As manufacturing output picked up the pace during the Industrial Revolution, the price of iron and steel fell considerably. With these materials being the ideal material to frame glass cheaply this opened up the opportunity for glazers to develop their product.
The term ‘conservatory’ was first coined in Victorian times to refer to any outdoor structure used to house exotic plants. However, over time the term ‘greenhouse’ became the norm for that and ‘conservatory’ to describe a small glazed property extension. ‘Glasshouse’ is still the term used to describe larger glass structures.
During Victorian times, conservatories remained a luxury for the wealthy. Even the middle classes would have struggled to afford such extravagance. And extravagant these extensions were, as the conservatory at Chatsworth House shows.
Built between 1836 and 1841, the conservatory at Chatsworth house covered three quarters of an acre. Its designer, Sir Joseph Paxton, would go on to design and build the glorious Crystal Palace in London. Covering 19 acres, the Crystal Palace required 293,635 panes of glass and more than 4,000 tons of iron. It was by far and away the greatest glasshouse ever built and the finest of Sir Paxton’s work.
On a smaller scale, the upper-middle classes in London would have conservatories built in the gardens of their townhouses. These conservatories resemble the Victorian conservatories of today with a framed construction and a centralised pitched roof. These builds were made from steel or iron. During this period, windows were single glazed. Double glazing wouldn’t become a thing until the 1970s.

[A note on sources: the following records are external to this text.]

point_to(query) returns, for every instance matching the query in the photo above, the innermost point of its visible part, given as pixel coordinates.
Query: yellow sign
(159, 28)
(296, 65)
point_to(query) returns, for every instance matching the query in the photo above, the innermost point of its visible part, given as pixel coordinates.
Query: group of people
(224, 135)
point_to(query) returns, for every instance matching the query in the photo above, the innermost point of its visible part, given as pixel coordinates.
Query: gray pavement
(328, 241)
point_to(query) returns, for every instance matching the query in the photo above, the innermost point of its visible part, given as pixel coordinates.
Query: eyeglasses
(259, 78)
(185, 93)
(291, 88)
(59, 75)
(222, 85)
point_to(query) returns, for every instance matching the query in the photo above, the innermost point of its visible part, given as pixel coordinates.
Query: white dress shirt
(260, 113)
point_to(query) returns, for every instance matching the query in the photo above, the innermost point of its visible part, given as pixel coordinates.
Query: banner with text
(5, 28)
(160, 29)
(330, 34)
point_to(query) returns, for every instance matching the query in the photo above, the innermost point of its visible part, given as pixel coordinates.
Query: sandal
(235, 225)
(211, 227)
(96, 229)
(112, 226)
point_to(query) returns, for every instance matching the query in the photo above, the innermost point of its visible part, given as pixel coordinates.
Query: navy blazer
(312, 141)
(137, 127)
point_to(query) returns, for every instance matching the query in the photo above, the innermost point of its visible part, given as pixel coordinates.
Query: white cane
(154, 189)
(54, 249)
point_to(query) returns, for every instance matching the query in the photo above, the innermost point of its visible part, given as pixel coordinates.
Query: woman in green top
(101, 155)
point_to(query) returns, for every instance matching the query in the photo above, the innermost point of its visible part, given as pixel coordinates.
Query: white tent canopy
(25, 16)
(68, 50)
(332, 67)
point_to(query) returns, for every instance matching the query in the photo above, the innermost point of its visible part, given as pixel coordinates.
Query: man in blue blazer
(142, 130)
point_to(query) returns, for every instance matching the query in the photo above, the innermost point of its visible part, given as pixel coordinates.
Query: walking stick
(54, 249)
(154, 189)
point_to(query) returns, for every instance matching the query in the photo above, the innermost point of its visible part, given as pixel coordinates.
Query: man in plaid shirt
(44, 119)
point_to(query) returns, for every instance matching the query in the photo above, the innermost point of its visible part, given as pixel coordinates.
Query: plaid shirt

The popularity of glazed conservatories peaked during the reign of Queen Victoria (1837 to 1901). However, their popularity declined during the early 20th century as a result of two world wars. Austerity hit everyone hard and conservatories were a luxury many simply could not afford to build or upkeep. Most were dismantled for their iron or steel with these metals used to manufacture ammunition and supplies.
The next big innovations in conservatories would come during the 20th century with the introduction of double glazing and uPVC. The latter would spawn a new era of mass-produced conservatories available ‘off-the-shelf’.